ELNK’s been seeking a strategic acquisition for the better part of three years…When Huff (who cut his teeth at AT&T Wireless, and who later handled Frontier Communications’ merger with Global Crossing) took the reins back in 2007, he was challenged to reinvent a company that was originally created to provide dial-up Internet access, á la AOL. 

ELNK has been steadily losing customers, and continues to see its top line fall—second quarter revenue was down 18% in 2Q10 compared with 2Q09.  But Huff and his team have implemented a strategy of maximizing cash flow from the legacy business, while building balance sheet strength and returning cash to investors via dividends and share buybacks.  The efforts have been surprisingly successful given the declining core business:  ELNK had more than $740m in cash on the books at the end of 2Q10 and upped its guidance for full year cash flow when it announced the deal.  But until now, the company hadn’t identified an acquisition target that met its criteria. 

ITCD, which has been majority owned by Welsh Carson Anderson & Stowe since the company’s 2002 bankruptcy filing, has been shifting its attention away from retail “POTS” line service to a more wholesale and enterprise focus. 

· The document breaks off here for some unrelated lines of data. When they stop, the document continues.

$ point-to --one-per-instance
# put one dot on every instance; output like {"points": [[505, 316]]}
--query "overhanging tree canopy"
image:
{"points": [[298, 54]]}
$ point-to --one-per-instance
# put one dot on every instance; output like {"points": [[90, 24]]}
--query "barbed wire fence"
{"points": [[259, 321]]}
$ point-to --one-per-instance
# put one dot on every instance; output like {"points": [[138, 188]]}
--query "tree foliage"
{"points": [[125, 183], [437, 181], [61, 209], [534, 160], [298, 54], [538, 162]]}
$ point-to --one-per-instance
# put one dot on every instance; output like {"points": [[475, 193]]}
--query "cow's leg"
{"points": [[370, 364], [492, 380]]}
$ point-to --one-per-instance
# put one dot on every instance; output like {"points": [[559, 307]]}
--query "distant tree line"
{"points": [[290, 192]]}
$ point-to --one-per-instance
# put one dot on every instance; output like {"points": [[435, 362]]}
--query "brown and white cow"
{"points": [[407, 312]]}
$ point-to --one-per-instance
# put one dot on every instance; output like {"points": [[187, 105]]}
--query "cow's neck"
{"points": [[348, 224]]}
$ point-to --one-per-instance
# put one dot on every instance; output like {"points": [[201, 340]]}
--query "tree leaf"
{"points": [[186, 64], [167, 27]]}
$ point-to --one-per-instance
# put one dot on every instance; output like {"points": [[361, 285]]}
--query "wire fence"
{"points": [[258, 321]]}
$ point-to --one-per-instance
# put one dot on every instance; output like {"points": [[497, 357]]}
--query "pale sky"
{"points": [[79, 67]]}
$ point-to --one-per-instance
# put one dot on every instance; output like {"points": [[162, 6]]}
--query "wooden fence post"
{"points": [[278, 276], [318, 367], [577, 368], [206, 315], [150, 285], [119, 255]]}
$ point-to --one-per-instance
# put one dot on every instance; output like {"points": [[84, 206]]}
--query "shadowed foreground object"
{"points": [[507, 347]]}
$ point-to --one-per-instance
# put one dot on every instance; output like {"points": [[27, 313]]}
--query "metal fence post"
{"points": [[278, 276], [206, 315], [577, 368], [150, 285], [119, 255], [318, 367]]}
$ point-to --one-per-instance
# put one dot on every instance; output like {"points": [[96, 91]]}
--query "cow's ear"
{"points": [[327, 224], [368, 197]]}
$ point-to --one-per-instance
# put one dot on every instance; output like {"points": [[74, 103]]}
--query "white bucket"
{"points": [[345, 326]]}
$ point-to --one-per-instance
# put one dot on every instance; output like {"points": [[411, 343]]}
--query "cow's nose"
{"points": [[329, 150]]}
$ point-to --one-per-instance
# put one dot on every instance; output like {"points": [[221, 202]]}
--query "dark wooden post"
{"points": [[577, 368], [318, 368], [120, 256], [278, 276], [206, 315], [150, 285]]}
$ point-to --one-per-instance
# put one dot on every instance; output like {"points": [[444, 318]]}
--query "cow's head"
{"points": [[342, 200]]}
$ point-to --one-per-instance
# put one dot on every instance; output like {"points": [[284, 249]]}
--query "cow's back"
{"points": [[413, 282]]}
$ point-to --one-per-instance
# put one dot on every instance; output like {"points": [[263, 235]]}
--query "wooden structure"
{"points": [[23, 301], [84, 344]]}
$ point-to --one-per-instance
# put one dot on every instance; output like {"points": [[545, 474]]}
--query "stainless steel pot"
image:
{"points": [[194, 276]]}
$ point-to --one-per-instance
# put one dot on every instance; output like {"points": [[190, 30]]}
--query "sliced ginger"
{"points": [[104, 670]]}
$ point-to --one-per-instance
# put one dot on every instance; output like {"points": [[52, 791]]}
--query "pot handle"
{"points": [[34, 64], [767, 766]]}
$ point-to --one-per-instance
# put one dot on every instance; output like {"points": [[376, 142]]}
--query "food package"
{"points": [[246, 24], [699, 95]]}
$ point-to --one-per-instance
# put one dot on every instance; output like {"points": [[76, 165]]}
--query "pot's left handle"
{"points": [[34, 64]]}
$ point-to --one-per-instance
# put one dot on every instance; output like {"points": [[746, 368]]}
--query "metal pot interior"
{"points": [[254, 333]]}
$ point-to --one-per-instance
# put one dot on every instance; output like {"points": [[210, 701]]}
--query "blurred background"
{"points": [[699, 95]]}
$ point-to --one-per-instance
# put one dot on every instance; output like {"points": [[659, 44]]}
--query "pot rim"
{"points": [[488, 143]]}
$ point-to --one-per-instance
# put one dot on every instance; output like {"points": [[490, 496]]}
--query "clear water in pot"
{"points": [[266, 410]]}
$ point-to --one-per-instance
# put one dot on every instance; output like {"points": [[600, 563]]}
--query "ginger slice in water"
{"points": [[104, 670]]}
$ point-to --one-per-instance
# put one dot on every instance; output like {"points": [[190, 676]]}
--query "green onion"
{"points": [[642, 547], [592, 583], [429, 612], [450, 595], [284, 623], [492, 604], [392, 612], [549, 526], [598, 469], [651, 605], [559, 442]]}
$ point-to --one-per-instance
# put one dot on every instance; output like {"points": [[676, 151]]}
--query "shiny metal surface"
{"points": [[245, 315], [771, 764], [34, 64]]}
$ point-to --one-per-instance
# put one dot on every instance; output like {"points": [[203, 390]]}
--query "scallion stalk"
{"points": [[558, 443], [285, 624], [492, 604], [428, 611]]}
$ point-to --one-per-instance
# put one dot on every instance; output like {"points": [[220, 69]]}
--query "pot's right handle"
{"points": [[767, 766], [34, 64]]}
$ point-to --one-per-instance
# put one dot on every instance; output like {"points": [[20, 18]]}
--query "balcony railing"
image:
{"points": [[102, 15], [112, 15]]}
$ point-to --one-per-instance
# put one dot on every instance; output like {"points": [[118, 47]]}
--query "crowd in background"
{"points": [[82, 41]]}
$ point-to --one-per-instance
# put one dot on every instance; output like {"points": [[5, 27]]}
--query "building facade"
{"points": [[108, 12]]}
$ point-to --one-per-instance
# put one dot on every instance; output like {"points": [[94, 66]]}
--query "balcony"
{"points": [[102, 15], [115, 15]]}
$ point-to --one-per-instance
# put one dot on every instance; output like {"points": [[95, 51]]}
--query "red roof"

The company reported 425k voice lines in service as of June 30, spread across 32k customers.  Average revenue per customer per month is approximately $800, but management noted that monthly bills can range from $100 per month to $100,000 per month.  Huff also indicated that the company will be targeting Fortune 1000 companies... ITCD’s services are likely to be packaged with ELNK subsidiary New Edge Networks’ private, wide-area network service, which targets multi-location enterprises. 

Management stressed that the fiber network is of high quality—Huff called it “well fed”—but the deal multiples are relatively modest.  Based on $443.6m and $93.2m in annualized revenue and cash flow in 2Q10, we figure the revenue multiple at 1.2x and the cash flow multiple at 5.5x.  After $20m in anticipated synergies, the OIBDA multiple looks more like 4.6x.

ELNK will use approximately $200m of its cash in the transaction, and noted that its pro forma debt to cash flow ratio will still be a modest 1.84x—implying that the company will continue to scout for additional prospects. 

Also of note in this deal:  both companies were at one point linked to legendary Georgia telecom investor Campbell “Cam” Lanier III.  Lanier owned ITC Holding Company in the ‘90’s, which  started Deltacom, and later invested in ISP Mindspring, which was acquired by ELNK in 2000.